Schließlich ist darauf zu verweisen, dass der Kläger nach den Feststellungen der Gerichtssachverständigen Dr. D. und Dr. D. sogar noch in der Lage ist, seine zuletzt verrichtete Tätigkeit als Radialbohrer, so wie sie von seinem Arbeitgeber beschrieben worden ist, mindestens 6 Stunden täglich auszuüben.

Der Kläger hat nach alledem damit keinen Anspruch auf Rente wegen teilweiser Erwerbsminderung bei Berufsunfähigkeit gemäß §§ 240 Abs. 1, 2 i.V.m. § 43 Abs. 1 SGB VI. Da der Kläger die oben genannten Verweisungsberufe mindestens 6 Stunden täglich verrichten kann, scheidet damit ein Anspruch auf Rente wegen teilweiser Erwerbsminderung bzw. voller Erwerbsminderung gemäß § 43 Abs. 1, 2 SGB VI erst recht aus.

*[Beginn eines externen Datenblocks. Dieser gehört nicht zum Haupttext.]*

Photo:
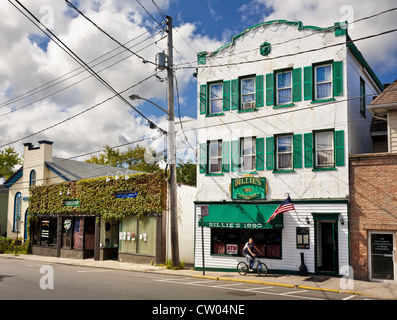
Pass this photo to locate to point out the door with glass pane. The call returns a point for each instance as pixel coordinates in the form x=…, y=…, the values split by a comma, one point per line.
x=382, y=250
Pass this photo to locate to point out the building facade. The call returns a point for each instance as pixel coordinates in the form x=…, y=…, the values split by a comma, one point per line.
x=277, y=117
x=373, y=205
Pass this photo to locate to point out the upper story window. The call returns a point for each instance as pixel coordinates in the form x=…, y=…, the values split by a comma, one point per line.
x=17, y=212
x=323, y=82
x=247, y=93
x=284, y=153
x=362, y=97
x=324, y=149
x=32, y=178
x=248, y=154
x=216, y=98
x=215, y=156
x=284, y=87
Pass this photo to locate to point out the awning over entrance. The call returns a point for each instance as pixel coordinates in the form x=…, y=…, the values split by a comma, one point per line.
x=242, y=216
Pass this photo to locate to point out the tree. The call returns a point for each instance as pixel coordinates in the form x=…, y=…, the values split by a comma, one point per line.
x=132, y=158
x=9, y=158
x=186, y=172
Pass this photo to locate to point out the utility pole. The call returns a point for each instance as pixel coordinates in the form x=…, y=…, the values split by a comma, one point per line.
x=172, y=150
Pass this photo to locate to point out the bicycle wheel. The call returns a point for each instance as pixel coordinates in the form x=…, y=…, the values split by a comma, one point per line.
x=261, y=269
x=242, y=268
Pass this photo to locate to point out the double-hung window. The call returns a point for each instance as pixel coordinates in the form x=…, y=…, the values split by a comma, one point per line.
x=324, y=149
x=284, y=153
x=248, y=154
x=323, y=82
x=247, y=93
x=284, y=87
x=216, y=98
x=215, y=156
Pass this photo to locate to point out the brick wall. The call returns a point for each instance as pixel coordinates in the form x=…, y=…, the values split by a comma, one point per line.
x=373, y=203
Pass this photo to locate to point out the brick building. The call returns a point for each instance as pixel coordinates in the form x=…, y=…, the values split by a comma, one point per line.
x=373, y=201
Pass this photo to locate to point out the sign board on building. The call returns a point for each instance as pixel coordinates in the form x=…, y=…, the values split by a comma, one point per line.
x=126, y=195
x=72, y=203
x=248, y=188
x=231, y=248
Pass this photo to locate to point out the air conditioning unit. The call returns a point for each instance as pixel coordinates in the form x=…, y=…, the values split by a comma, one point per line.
x=248, y=105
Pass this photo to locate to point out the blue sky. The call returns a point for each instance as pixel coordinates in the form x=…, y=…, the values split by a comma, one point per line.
x=28, y=60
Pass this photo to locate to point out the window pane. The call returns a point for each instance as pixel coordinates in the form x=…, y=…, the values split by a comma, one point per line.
x=284, y=96
x=284, y=80
x=324, y=90
x=323, y=73
x=284, y=144
x=324, y=140
x=247, y=86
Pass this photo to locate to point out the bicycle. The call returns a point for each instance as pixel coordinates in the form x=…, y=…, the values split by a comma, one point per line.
x=261, y=268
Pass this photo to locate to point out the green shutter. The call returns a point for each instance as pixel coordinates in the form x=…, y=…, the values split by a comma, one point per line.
x=203, y=99
x=338, y=78
x=234, y=90
x=269, y=89
x=339, y=148
x=259, y=91
x=226, y=156
x=308, y=149
x=226, y=95
x=203, y=158
x=297, y=84
x=307, y=83
x=269, y=153
x=260, y=154
x=235, y=155
x=297, y=151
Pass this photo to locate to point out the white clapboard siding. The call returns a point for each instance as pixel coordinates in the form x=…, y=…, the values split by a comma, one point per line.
x=291, y=259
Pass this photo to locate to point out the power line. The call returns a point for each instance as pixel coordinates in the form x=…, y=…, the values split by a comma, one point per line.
x=63, y=46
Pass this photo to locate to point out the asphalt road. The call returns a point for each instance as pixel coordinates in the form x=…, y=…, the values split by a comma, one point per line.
x=22, y=280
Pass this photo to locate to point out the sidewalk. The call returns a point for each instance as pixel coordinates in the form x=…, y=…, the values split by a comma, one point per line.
x=380, y=290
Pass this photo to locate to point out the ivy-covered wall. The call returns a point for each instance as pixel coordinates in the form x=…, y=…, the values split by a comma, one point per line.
x=96, y=196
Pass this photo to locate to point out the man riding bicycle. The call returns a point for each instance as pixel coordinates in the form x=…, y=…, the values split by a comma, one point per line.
x=247, y=251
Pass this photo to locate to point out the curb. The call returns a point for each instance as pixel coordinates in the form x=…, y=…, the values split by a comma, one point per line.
x=276, y=284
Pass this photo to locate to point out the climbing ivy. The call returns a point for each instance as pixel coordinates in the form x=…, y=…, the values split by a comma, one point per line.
x=97, y=196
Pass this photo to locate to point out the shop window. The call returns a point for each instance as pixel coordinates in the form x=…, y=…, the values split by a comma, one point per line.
x=232, y=241
x=45, y=232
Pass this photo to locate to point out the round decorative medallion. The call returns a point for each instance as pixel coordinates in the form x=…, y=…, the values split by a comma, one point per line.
x=264, y=49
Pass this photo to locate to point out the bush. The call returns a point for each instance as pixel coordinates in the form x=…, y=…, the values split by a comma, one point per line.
x=8, y=245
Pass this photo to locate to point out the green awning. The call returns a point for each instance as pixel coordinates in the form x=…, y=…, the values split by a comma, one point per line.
x=242, y=216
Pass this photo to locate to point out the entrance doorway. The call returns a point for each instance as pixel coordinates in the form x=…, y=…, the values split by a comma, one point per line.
x=382, y=250
x=326, y=243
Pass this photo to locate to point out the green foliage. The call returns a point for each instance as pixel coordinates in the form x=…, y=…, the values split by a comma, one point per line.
x=9, y=158
x=97, y=196
x=8, y=245
x=186, y=172
x=133, y=158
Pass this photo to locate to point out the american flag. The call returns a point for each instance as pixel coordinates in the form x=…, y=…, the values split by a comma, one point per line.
x=287, y=205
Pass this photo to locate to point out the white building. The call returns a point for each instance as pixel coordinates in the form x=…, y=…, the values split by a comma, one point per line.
x=280, y=106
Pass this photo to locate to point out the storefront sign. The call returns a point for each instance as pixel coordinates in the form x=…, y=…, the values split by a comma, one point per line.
x=72, y=203
x=231, y=248
x=126, y=195
x=248, y=188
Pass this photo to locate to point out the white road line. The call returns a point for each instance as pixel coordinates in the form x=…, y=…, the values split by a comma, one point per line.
x=287, y=293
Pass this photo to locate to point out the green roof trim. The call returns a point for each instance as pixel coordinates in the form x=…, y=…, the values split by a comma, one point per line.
x=357, y=54
x=339, y=28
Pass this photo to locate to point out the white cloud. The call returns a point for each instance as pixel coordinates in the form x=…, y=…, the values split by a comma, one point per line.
x=25, y=66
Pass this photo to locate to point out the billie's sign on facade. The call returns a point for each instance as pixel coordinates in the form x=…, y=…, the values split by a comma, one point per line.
x=248, y=188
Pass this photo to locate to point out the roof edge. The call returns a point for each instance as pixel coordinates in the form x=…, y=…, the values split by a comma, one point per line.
x=340, y=29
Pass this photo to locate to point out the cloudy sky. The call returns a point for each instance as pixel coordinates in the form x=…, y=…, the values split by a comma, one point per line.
x=41, y=86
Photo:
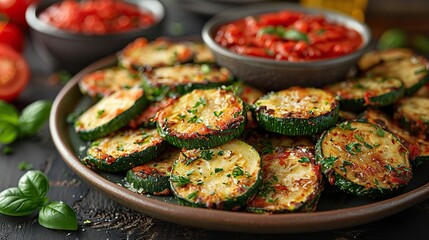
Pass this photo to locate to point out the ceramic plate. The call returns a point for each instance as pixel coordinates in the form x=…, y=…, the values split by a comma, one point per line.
x=335, y=210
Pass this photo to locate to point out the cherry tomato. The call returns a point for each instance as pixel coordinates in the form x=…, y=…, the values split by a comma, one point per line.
x=15, y=10
x=15, y=73
x=11, y=35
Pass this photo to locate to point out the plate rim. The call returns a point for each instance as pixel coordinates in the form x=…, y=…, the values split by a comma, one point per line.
x=217, y=219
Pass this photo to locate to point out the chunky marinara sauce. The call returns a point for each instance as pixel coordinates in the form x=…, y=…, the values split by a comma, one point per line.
x=96, y=16
x=288, y=35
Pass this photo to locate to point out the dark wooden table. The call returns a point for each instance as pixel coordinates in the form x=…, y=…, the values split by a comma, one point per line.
x=108, y=219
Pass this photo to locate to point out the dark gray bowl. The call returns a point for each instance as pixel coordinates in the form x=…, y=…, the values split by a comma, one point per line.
x=276, y=75
x=73, y=51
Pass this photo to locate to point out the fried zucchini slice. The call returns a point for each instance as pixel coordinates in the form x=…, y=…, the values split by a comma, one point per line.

Ein Rentenanspruch ergibt sich auch nicht daraus, dass der Kläger unter den üblichen Bedingungen des für ihn in Betracht kommenden allgemeinen Arbeitsmarktes keine Tätigkeit finden würde. Denn bei ihm liegen weder ein nur eine Teilzeit erlaubendes Erwerbsvermögen noch eine Summierung ungewöhnlicher Leistungseinschränkungen oder eine schwere spezifische Leistungsbehinderung vor, durch die für ihn der Arbeitsmarkt verschlossen ist. Insbesondere besteht keine Einschränkung der Wegefähigkeit des Klägers.

Die Berufung war damit zurückzuweisen.

Die Kostenentscheidung (§§ 183,193 SGG) berücksichtigt, dass der Kläger auch im Berufungsverfahren erfolglos geblieben ist.

Gründe, die Revision zuzulassen (vgl. § 160 Abs. 2 SGG), liegen nicht vor.